Beware the Ides of March! Or in this case, the Ides of December. You know, there used to be a comedy show in the UK called Up Pompeii, in which a soothsayer (played funnily enough by an ex-Doctor Who) would wander on in every episode and cackle “beware the Ides of March!”
I only mention that because predictions surrounding Debenhams’ likely performance over Christmas reminded me of that show. Not only were the ‘soothsayers’ predicting gloom of Imperial proportions, but some (such as Goldman Sachs) suggested the whole basis on which the business is built was at risk.
So, did it all the bad stuff come to pass? Of course not. Debenhams is a mature business that’s been managing its trading well and for the Christmas period it had a long list of positives. That included more full price sales, careful management of weather-dependent clothes and accessories so it didn’t get stuck with a load of unsold coats and knits, rising beauty sales and online increases that DIDN’T devastate store sales (are you listening Goldman Sachs?)
True, it didn’t quite match John Lewis or House of Fraser but it was pretty impressive nonetheless.

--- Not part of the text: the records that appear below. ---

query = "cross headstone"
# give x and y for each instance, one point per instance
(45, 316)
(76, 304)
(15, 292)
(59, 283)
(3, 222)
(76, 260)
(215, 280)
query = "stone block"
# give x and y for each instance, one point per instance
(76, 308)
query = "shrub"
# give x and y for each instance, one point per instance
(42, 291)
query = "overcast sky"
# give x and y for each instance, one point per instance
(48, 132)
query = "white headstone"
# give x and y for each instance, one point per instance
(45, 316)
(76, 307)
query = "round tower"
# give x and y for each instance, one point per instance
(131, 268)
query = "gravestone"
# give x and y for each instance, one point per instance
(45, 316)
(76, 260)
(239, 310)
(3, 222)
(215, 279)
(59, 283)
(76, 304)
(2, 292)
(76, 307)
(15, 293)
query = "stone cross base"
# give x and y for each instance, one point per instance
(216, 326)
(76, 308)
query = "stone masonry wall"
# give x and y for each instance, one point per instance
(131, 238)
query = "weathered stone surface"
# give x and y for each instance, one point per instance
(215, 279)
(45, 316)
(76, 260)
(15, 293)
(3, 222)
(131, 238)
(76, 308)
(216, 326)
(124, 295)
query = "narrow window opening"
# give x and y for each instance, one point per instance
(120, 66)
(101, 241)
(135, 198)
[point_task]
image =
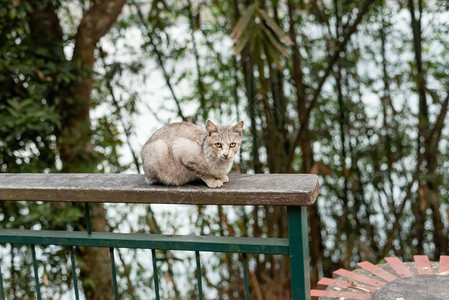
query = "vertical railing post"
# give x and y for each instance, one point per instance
(299, 252)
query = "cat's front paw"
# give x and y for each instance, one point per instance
(213, 183)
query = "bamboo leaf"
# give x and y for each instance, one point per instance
(243, 22)
(275, 27)
(243, 40)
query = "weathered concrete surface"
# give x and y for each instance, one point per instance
(428, 287)
(259, 189)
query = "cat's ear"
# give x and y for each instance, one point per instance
(211, 127)
(238, 128)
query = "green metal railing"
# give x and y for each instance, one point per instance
(293, 191)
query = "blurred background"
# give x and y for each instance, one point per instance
(354, 91)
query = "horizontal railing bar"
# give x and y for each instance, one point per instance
(249, 189)
(147, 241)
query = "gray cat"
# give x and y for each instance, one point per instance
(182, 152)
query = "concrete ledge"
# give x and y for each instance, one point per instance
(259, 189)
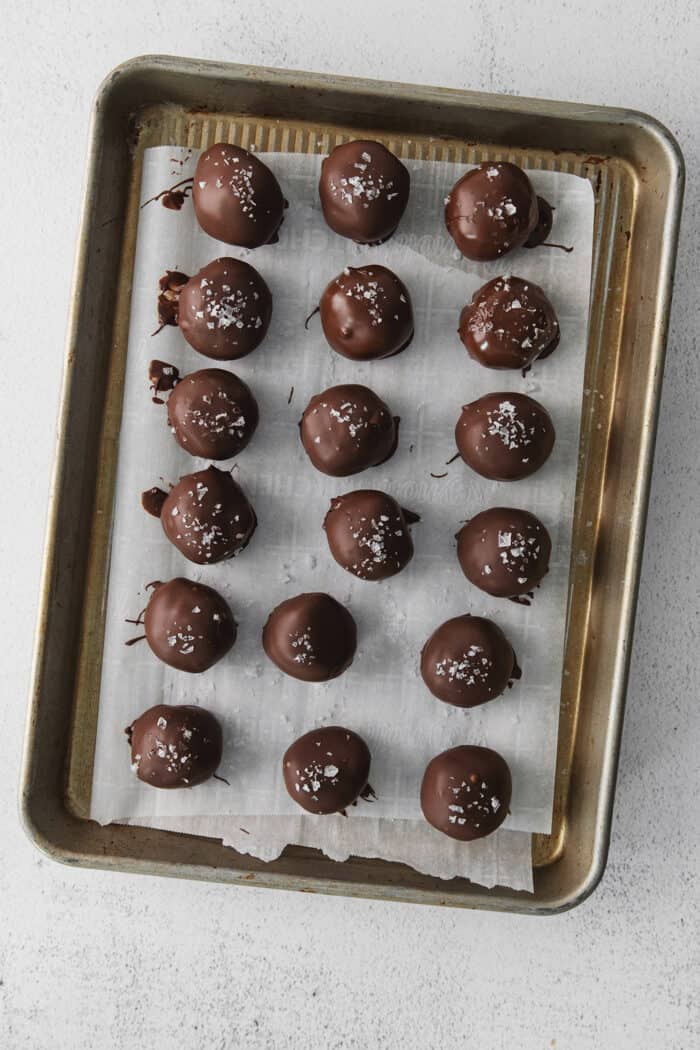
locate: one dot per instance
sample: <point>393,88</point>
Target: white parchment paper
<point>381,696</point>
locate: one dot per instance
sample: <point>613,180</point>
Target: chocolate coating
<point>188,626</point>
<point>505,437</point>
<point>466,792</point>
<point>326,770</point>
<point>468,660</point>
<point>175,747</point>
<point>491,210</point>
<point>225,310</point>
<point>207,517</point>
<point>367,533</point>
<point>212,414</point>
<point>236,196</point>
<point>509,323</point>
<point>311,636</point>
<point>347,428</point>
<point>366,313</point>
<point>504,551</point>
<point>363,190</point>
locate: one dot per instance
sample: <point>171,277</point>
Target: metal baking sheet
<point>637,174</point>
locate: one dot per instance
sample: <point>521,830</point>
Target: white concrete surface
<point>91,960</point>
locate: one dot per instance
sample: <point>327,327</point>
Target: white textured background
<point>94,960</point>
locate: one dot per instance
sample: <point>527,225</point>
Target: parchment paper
<point>382,695</point>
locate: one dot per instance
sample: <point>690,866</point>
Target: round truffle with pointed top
<point>327,770</point>
<point>175,747</point>
<point>466,792</point>
<point>188,626</point>
<point>505,437</point>
<point>366,313</point>
<point>367,533</point>
<point>236,196</point>
<point>364,190</point>
<point>509,323</point>
<point>207,517</point>
<point>225,310</point>
<point>311,636</point>
<point>468,660</point>
<point>347,428</point>
<point>504,551</point>
<point>212,414</point>
<point>491,210</point>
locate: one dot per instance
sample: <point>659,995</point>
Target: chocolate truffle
<point>311,636</point>
<point>491,210</point>
<point>366,313</point>
<point>347,428</point>
<point>225,310</point>
<point>206,516</point>
<point>174,747</point>
<point>236,196</point>
<point>364,191</point>
<point>504,551</point>
<point>505,437</point>
<point>466,792</point>
<point>367,533</point>
<point>468,660</point>
<point>509,323</point>
<point>327,770</point>
<point>188,626</point>
<point>212,414</point>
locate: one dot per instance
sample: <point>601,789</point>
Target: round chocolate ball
<point>174,747</point>
<point>504,551</point>
<point>236,196</point>
<point>491,210</point>
<point>346,429</point>
<point>505,437</point>
<point>509,323</point>
<point>225,310</point>
<point>466,792</point>
<point>311,636</point>
<point>367,533</point>
<point>468,660</point>
<point>207,517</point>
<point>212,414</point>
<point>188,626</point>
<point>327,770</point>
<point>364,191</point>
<point>366,313</point>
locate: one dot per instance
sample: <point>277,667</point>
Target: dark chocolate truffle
<point>327,770</point>
<point>364,191</point>
<point>367,533</point>
<point>188,626</point>
<point>311,636</point>
<point>466,792</point>
<point>509,323</point>
<point>468,660</point>
<point>504,551</point>
<point>225,310</point>
<point>366,313</point>
<point>491,210</point>
<point>212,414</point>
<point>505,437</point>
<point>207,516</point>
<point>236,196</point>
<point>174,747</point>
<point>347,428</point>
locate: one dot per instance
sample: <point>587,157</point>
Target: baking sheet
<point>382,695</point>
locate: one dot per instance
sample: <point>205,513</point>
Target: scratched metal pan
<point>636,170</point>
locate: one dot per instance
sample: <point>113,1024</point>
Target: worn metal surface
<point>637,174</point>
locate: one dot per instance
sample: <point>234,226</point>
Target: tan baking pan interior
<point>637,174</point>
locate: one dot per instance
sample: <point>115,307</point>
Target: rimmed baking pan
<point>636,170</point>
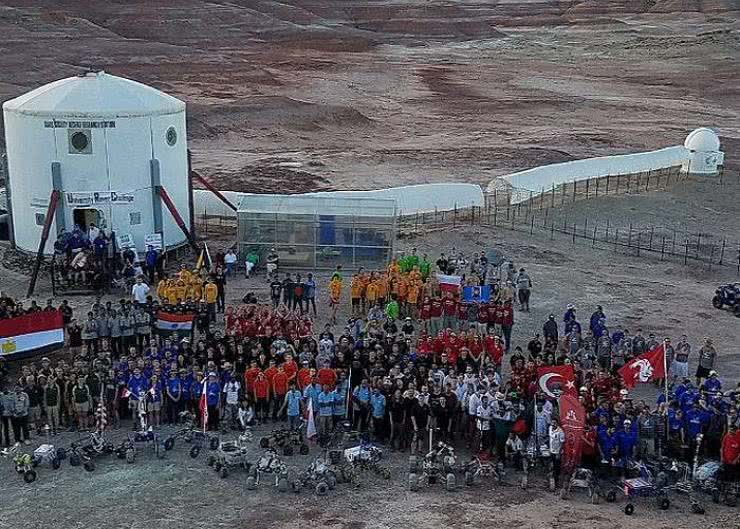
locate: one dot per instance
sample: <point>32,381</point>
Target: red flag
<point>645,368</point>
<point>556,377</point>
<point>573,420</point>
<point>203,404</point>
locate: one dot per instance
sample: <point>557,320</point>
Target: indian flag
<point>448,283</point>
<point>31,333</point>
<point>167,321</point>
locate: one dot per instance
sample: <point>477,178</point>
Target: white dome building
<point>104,143</point>
<point>704,155</point>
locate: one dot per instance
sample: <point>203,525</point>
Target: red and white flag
<point>645,368</point>
<point>203,404</point>
<point>167,321</point>
<point>573,421</point>
<point>448,283</point>
<point>31,334</point>
<point>554,378</point>
<point>311,431</point>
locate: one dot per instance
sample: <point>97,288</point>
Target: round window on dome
<point>80,142</point>
<point>171,136</point>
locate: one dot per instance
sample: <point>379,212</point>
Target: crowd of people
<point>413,357</point>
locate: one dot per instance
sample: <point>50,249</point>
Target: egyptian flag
<point>31,334</point>
<point>573,421</point>
<point>167,321</point>
<point>449,283</point>
<point>553,378</point>
<point>644,368</point>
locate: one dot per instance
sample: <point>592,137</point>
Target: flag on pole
<point>573,420</point>
<point>31,334</point>
<point>554,378</point>
<point>203,405</point>
<point>448,283</point>
<point>644,368</point>
<point>311,431</point>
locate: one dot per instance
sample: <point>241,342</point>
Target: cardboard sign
<point>477,294</point>
<point>154,240</point>
<point>125,241</point>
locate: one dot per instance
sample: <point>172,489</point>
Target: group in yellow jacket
<point>186,285</point>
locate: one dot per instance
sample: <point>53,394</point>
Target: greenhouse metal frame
<point>318,232</point>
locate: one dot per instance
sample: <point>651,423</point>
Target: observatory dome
<point>703,139</point>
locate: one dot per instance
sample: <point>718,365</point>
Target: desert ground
<point>313,95</point>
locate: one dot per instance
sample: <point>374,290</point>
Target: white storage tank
<point>103,142</point>
<point>704,156</point>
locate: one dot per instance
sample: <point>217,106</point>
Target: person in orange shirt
<point>261,397</point>
<point>305,375</point>
<point>335,294</point>
<point>279,389</point>
<point>355,291</point>
<point>270,371</point>
<point>364,282</point>
<point>382,290</point>
<point>371,292</point>
<point>250,375</point>
<point>412,298</point>
<point>326,375</point>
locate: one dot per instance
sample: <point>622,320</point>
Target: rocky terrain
<point>306,95</point>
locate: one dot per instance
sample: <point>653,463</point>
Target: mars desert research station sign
<point>99,198</point>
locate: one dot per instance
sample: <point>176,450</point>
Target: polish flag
<point>448,283</point>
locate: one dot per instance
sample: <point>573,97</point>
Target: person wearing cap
<point>213,400</point>
<point>707,357</point>
<point>730,455</point>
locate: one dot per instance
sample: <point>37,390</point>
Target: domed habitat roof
<point>94,94</point>
<point>702,139</point>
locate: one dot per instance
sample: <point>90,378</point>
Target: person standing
<point>524,289</point>
<point>230,262</point>
<point>150,263</point>
<point>557,440</point>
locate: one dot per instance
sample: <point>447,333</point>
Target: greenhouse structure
<point>318,232</point>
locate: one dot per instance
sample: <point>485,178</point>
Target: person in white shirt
<point>230,262</point>
<point>231,406</point>
<point>557,440</point>
<point>484,414</point>
<point>139,291</point>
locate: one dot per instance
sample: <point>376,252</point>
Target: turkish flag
<point>557,377</point>
<point>573,420</point>
<point>645,368</point>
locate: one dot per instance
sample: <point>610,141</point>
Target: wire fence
<point>545,213</point>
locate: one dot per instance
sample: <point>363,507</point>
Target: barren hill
<point>376,93</point>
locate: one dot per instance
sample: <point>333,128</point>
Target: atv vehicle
<point>728,296</point>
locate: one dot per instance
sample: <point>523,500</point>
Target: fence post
<point>686,253</point>
<point>698,245</point>
<point>616,240</point>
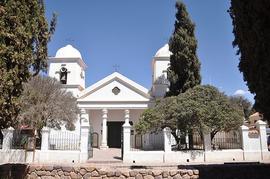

So what actually happened?
Well it seems the Christmas Found It ad campaign hit the mark. Comparable sales rose 1.9% in the 19 weeks to January 9. OK, that may not sound anything special but it was against a background of a very weak season for fashion sales, expectations of tough times for Debenhams itself and shoppers holding out for bargains.
Online sales rose 12% with a 36% surge in the final week before Christmas. And, importantly, full price sales both online and in-store rose 5% over the period, helping to protect those crucial margins.
For Black Friday, the company processed 220 orders a minute at a peak on the day, with BF online orders up 20%. Stores benefited too, with face-to-face sales surging.
The company did well in beauty, and fitness wearables were popular too with Fitbit products being a big part of its 50% rise in wellbeing-related sales. Debenhams sold 9m seasonal gifts in the period. Oh, and it also sold an awful lot of Lego (85,000 units) and Star Wars products (70,000). In the process it shifted 8,000 Light Sabers, leaving me to ask “am I the only person in Britain who still doesn’t own a Light Saber?”